“Jump to comments,” don’t bother with journalism

I really planned to post this story about chaos in Libya from The Guardian on its merits, but then something caught my eye: Under the byline is a button labeled, “Jump to comments.”

Jump to comments? Without reading the story? I shouldn’t be surprised, I suppose, because that’s where my profession is heading. Cut back on professional journalists, and rely on “citizen journalists” instead. Jump to the comments of people who have never been within 5,000 miles of the place under discussion, but whose opinions, in their view and in the view of this newspaper, are of equal weight to the expert they sent to cover the story on the scene, often risking his or her life to do it.

Jump to comments.
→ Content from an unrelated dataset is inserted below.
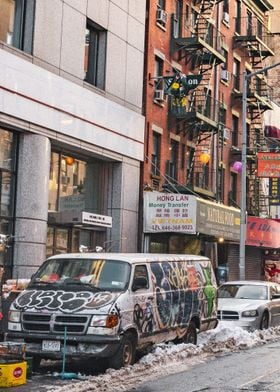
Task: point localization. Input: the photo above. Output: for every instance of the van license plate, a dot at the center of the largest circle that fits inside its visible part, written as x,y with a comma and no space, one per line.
51,345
You’ve probably heard me say that I’m glad I’m near the end of my career as a journalist, a career that stretches back to the mid-60s. If I had to start over today, I wouldn’t. I’d probably stay in academia. As far as I know, there are no “citizen PhD’s.” At least not yet.

Journalism is a tough, demanding profession — physically, mentally, emotionally and morally. It takes years and years of training and experience to get it right, and even then, there are gross failures. The post above, about the suppression of Israel’s 2008 peace proposal, is a disgusting example of that. The takeaway, though, is not that journalists are to be ignored. The takeaway is that this profession is so difficult and so demanding that even the best can’t get it right every time. So there is absolutely no hope that an untrained “citizen journalist” or a puffed-up commenter who believes his truth outweighs the evidence presented by someone who actually covered a story can hope to get it right at all. I will endorse the concept of citizen journalist the day after everyone else accepts the concept of citizen dentist, citizen brain surgeon or even citizen plumber.

So let’s reject the whole concept of “jump to comments.” For our own good.